What is so bad about Med-Surg? By and large, most posts are about how much people hate it. I have seen maybe two responses that say they love it. Is it the nature of med-surg patients, the way that hospitals over burden their nurses with high patient ratios, an ancient nursing curse? Have nurses always dreaded med-surg floors, or is this a relatively new phenomenon?

Specializes in Critical Care, Education.

MedSurg is the area in which you have to deal with the largest variety of clinical issues in any acute care setting: patients, physicians, etc. "Specialty" areas are much more limited in scope - dealing with a particular type of patient/diagnosis. If you add in telemetry (which is very common on MedSurg units) it is the ultimate nursing challenge.
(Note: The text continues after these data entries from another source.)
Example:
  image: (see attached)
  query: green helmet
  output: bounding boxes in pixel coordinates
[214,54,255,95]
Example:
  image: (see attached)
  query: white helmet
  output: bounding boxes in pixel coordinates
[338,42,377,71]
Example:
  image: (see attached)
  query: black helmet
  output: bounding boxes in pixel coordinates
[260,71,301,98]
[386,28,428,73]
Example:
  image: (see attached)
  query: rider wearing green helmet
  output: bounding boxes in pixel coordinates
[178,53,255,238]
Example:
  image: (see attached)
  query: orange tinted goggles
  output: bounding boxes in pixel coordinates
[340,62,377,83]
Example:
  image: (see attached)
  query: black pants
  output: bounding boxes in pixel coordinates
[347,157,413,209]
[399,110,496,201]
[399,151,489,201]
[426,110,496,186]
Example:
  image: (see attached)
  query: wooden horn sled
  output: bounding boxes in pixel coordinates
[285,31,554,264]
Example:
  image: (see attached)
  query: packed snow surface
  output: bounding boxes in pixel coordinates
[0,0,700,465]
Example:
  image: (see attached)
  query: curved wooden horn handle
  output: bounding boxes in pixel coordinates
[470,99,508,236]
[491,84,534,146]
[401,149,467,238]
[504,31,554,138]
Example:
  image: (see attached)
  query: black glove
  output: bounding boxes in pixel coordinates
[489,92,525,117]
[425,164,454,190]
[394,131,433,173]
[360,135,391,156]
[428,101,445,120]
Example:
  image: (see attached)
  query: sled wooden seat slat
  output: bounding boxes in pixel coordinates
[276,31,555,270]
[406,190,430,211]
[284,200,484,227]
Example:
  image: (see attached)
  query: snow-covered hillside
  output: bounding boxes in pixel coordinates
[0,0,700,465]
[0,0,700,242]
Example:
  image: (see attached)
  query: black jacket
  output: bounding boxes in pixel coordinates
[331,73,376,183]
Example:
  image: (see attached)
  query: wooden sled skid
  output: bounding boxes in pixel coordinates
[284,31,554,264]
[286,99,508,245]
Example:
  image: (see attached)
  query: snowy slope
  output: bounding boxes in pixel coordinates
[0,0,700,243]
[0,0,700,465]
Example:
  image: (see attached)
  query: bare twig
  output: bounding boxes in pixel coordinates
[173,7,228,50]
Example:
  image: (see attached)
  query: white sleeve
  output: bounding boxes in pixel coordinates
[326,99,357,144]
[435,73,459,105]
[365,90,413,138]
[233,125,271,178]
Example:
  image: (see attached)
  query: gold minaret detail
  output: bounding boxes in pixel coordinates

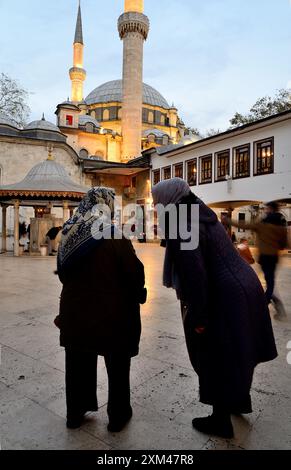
[118,0,149,161]
[70,1,86,103]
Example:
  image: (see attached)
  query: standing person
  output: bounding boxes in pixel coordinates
[231,202,287,318]
[46,226,62,256]
[56,188,145,432]
[236,238,255,264]
[152,178,277,438]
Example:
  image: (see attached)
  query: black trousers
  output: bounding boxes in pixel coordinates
[66,348,131,419]
[259,255,279,304]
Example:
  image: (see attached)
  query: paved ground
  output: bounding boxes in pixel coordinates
[0,245,291,450]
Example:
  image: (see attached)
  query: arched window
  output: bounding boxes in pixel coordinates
[86,122,94,134]
[103,109,110,121]
[95,150,104,160]
[79,149,89,158]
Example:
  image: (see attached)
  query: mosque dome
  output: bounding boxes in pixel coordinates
[85,80,170,109]
[24,117,61,133]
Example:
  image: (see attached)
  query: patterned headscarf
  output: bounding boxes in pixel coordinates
[58,188,115,275]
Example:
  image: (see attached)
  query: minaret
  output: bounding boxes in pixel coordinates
[70,0,86,103]
[118,0,150,161]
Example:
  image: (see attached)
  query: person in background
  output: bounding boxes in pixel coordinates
[46,226,62,256]
[236,238,255,264]
[152,178,277,438]
[231,202,287,319]
[55,188,146,432]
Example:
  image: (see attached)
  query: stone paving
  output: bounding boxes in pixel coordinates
[0,245,291,450]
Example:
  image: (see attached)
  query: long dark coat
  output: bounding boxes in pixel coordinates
[60,239,145,357]
[167,201,277,413]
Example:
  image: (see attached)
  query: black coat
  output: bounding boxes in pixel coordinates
[59,239,145,357]
[167,197,277,413]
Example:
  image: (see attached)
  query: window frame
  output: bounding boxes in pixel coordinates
[161,165,172,181]
[172,162,184,180]
[185,157,199,188]
[232,143,252,180]
[253,137,275,176]
[214,148,231,183]
[152,168,162,186]
[199,153,213,185]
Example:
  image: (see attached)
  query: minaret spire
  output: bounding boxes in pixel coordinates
[118,0,150,161]
[70,0,86,103]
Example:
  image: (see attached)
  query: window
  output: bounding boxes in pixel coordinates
[254,137,274,176]
[79,149,89,158]
[233,144,251,178]
[238,212,246,233]
[153,170,161,185]
[66,114,73,126]
[215,150,230,181]
[174,163,184,179]
[200,155,212,184]
[103,109,110,121]
[148,111,154,122]
[163,166,172,180]
[187,158,197,186]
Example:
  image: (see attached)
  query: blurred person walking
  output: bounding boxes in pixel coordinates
[152,178,277,438]
[55,188,146,432]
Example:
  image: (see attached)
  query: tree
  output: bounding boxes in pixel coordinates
[230,89,291,128]
[0,73,30,126]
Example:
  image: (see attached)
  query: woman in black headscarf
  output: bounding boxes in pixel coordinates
[57,188,145,432]
[153,178,277,438]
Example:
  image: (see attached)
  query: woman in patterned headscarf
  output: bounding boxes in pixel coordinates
[57,188,144,432]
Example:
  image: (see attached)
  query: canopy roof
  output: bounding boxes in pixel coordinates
[0,157,89,201]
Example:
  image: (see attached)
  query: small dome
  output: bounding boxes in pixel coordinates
[24,118,61,133]
[85,80,170,109]
[79,114,101,128]
[0,113,19,129]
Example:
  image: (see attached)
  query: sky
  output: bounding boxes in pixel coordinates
[0,0,291,131]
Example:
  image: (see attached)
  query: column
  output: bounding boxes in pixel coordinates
[13,201,20,256]
[2,205,7,253]
[63,201,70,223]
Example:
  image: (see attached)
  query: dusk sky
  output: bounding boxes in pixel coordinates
[0,0,291,131]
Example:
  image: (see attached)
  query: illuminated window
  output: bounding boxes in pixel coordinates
[200,155,212,184]
[233,144,251,178]
[66,114,73,126]
[187,158,197,186]
[174,163,184,179]
[215,150,230,181]
[153,170,161,185]
[254,137,274,175]
[103,109,110,121]
[148,111,154,122]
[163,166,172,180]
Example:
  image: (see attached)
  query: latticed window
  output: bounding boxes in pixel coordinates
[174,163,184,179]
[215,150,230,181]
[254,137,274,175]
[200,155,212,184]
[163,166,172,180]
[234,144,250,178]
[187,158,197,186]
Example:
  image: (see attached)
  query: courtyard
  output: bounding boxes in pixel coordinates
[0,245,291,450]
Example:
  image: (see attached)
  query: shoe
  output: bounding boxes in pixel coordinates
[192,415,234,439]
[107,407,132,432]
[67,415,84,429]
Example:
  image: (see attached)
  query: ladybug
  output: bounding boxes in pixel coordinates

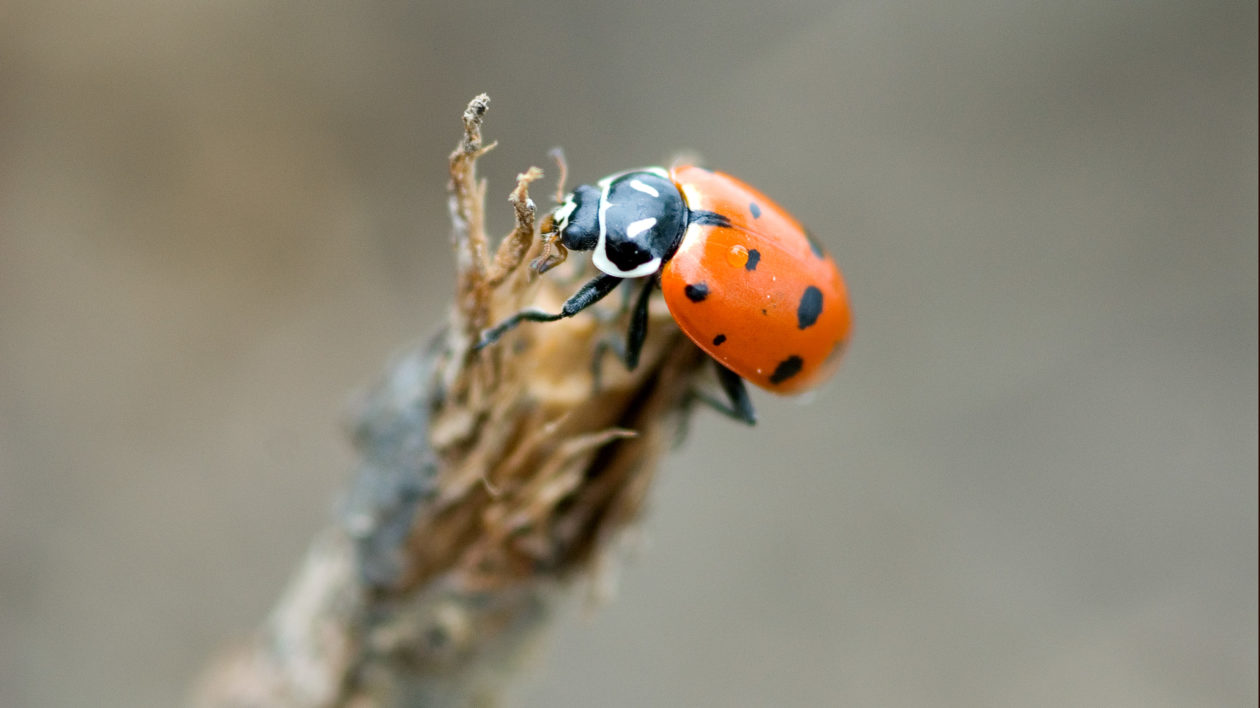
[476,165,852,425]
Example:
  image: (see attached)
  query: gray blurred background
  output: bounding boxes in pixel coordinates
[0,0,1257,707]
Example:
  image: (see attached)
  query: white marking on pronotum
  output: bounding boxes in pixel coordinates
[630,179,660,197]
[626,217,656,238]
[552,194,577,231]
[591,248,660,278]
[682,183,704,210]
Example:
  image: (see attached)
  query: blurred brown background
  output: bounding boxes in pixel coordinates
[0,0,1257,707]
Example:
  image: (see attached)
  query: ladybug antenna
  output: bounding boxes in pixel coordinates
[547,147,568,204]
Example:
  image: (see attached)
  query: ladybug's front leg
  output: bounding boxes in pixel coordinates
[473,273,621,351]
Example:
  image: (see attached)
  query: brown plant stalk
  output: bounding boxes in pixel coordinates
[195,94,704,705]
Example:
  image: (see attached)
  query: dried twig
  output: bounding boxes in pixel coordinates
[198,96,703,705]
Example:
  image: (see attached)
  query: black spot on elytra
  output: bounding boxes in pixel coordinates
[770,354,805,383]
[805,229,827,258]
[796,285,823,329]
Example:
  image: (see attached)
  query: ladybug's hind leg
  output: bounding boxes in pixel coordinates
[473,273,621,350]
[696,359,757,426]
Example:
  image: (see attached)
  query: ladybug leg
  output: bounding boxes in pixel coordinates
[473,273,621,351]
[591,277,656,391]
[621,276,656,372]
[696,360,757,426]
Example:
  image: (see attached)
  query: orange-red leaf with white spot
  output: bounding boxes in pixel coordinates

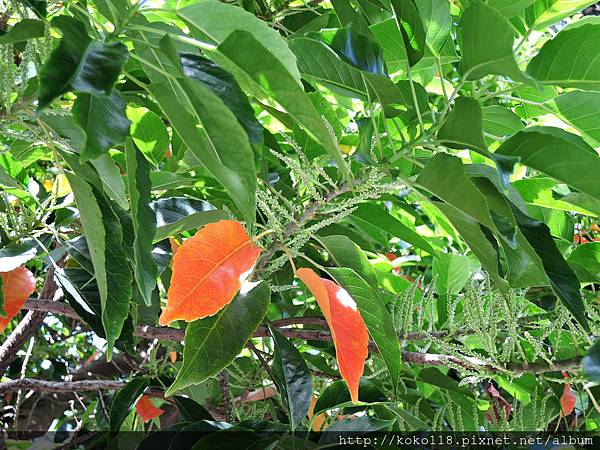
[297,268,369,402]
[158,220,260,325]
[135,395,165,422]
[0,267,35,333]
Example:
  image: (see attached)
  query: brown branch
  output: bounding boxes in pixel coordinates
[0,261,61,375]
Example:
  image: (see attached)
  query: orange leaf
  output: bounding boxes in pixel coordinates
[158,220,260,325]
[0,267,35,333]
[560,384,576,416]
[135,395,165,422]
[298,268,369,402]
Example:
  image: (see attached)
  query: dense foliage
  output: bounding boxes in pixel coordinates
[0,0,600,448]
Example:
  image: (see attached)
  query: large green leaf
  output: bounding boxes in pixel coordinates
[180,53,263,144]
[351,203,435,254]
[459,0,525,81]
[73,92,130,161]
[150,197,230,242]
[177,0,300,81]
[527,17,600,91]
[38,15,128,110]
[125,141,158,306]
[318,235,377,288]
[511,203,589,331]
[327,268,402,387]
[525,0,596,30]
[553,91,600,145]
[390,0,425,66]
[0,19,46,45]
[567,242,600,283]
[217,30,349,177]
[67,172,132,359]
[496,127,600,199]
[165,281,271,396]
[415,0,452,55]
[269,327,313,430]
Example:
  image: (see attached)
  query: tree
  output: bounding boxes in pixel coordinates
[0,0,600,448]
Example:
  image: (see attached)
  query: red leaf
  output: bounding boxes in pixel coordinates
[298,268,369,402]
[0,267,35,333]
[485,383,512,423]
[135,395,165,422]
[560,384,576,416]
[158,220,260,325]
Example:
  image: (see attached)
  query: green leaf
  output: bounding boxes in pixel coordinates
[150,197,230,242]
[567,242,600,283]
[496,127,600,199]
[415,0,452,55]
[165,281,271,397]
[73,92,130,162]
[459,0,527,81]
[317,235,377,288]
[269,326,313,430]
[127,106,171,164]
[66,172,131,360]
[38,16,128,111]
[109,377,150,433]
[431,253,470,295]
[0,19,46,45]
[553,91,600,145]
[125,142,158,306]
[217,30,350,177]
[581,341,600,382]
[527,17,600,91]
[437,96,487,153]
[180,53,263,144]
[327,268,402,388]
[390,0,425,66]
[510,203,589,331]
[525,0,596,30]
[351,203,436,255]
[177,0,300,83]
[0,240,37,272]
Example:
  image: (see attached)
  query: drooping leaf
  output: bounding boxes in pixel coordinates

Many of us really enjoy the variety and find it much more intellectually stimulating than other areas. Different strokes - right? You need to decide for yourself rather than accept the opinions of others.

Thank you the reply. I am not actually making any decision about anything. It's really just a curiosity that I have.

So there's one for too much variation/unpredictability.

Specializes in ICU.

For me it was too many awake patients. Patients on med/surg are sometimes well enough to constantly want their pillows fluffed and for you to bring them more cups of water, and you may have up to 8 or more of them at once depending on your hospital. Then, they get irritated because you don't show up immediately when they ask you for something. I just don't have patience for that sort of behavior.